Endy mengungkapkan bahwa osteoporosis merupakan suatu kelainan skeletal sistemik (kerusakannya bertingkat dan menyeluruh) yang dikarakterisasi oleh menurunnya massa tulang dan gangguan mikroarsitektur tulang. Gangguan terhadap tulang berdampak terhadap meningkatnya fragilitas (mudah rusak) dan resiko terjadinya fraktur (retak). Osteoporosis pada umumnya diderita oleh wanita usia dewasa dan diasosiasikan dengan defisiensi hormon ovarian menjelang menopouse. Osteoporosis terjadi ketika ketidakseimbangan antara proses pembentukan tulang (aktivitas osteoblastis) dan proses resorpsi tulang (aktivitas osteoclastic). Ketidakseimbangan aktivitas osteoblastik dan osteoclastik disebabkan oleh: defisiensi hormon estrogen seperti pada kasus osteoporosis pasca menopause, proses penuaan, dan stress oksidatif.
Saat ini telah tersedia beberapa jenis terapi guna pengobatan osteoporosis. Namun demikian pengobatan yang telah dilakukan memiliki kelemahan seperti efikasi, dan masalah keamanan yang timbul jika obat dikonsumsi dalam jangka waktu cukup lama. Peran estrogen dalam menjaga integritas tulang telah lama di kenal. Estrogen dinyatakan memiliki peran penting dalam menjaga keseimbangan antara sel osteoblast dan osteoclast dalam homeostatis tulang yang bertanggungjawab dalam proses absorpsi dan resorpsi dalam pembentukan tulang, tutur Endy.
Akan tetapi terapi estrogen dengan penggunaan cukup lama berpotensi menimbulkan kanker payudara, hypercalsemia, peningkatan resiko kanker payudara dan perdarahan vagina. Terapi penggantian hormon juga direkomendasikan sebagai upaya preventif terhadap osteoporosis. Namun demikian penggunaan terapi tersebut dibatasi oleh biaya yang relatif mahal dan harus diinjeksikan setiap hari, jelas Endy.

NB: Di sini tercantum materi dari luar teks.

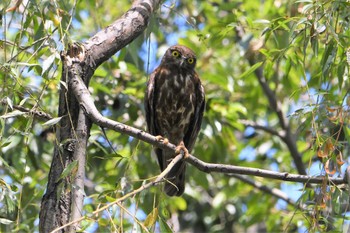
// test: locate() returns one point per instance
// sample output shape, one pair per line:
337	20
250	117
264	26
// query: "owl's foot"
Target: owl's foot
181	148
160	138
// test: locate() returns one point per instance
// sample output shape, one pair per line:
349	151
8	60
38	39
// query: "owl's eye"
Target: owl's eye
175	53
190	60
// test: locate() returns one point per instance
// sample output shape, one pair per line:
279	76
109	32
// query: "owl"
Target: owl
174	106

Endy menyatakan penelitian ini telah menghasilkan paten granted yakni paten no IDS000002818, dengan invensi “Proses Ekstraksi Zingerone dari Rimpang Jahe Menggunakan Air Subkritis”, paten no S00202008834 degan invensi “Ekstraksi Reaktif Gingerol Menjadi Shogaol Jahe Dengan Menggunakan Air Subkritis”, dan paten no S00202305462 degan invensi “Proses Perlakuan Awal dengan Sinar Ultraviolet terhadap Optimasi Ekstraksi Air Subkritis Senyawa Bioaktif Limbah Ampas Jahe”.
Tm saat ini telah bekerjasama dengan industri farmasi dan pemerintah untuk membuat obat herbal nano zingeron jahe menjadi obat berbentuk kapsul. Semoga dalam waktu dekat bisa komersialisasi produk di industri melalui riset komersial, sehingga hasil riset ini bisa bermanfaat untuk masyarakat khususnya orang-orang yang berjuang untuk sembuh dari penyakit," tutup Endy.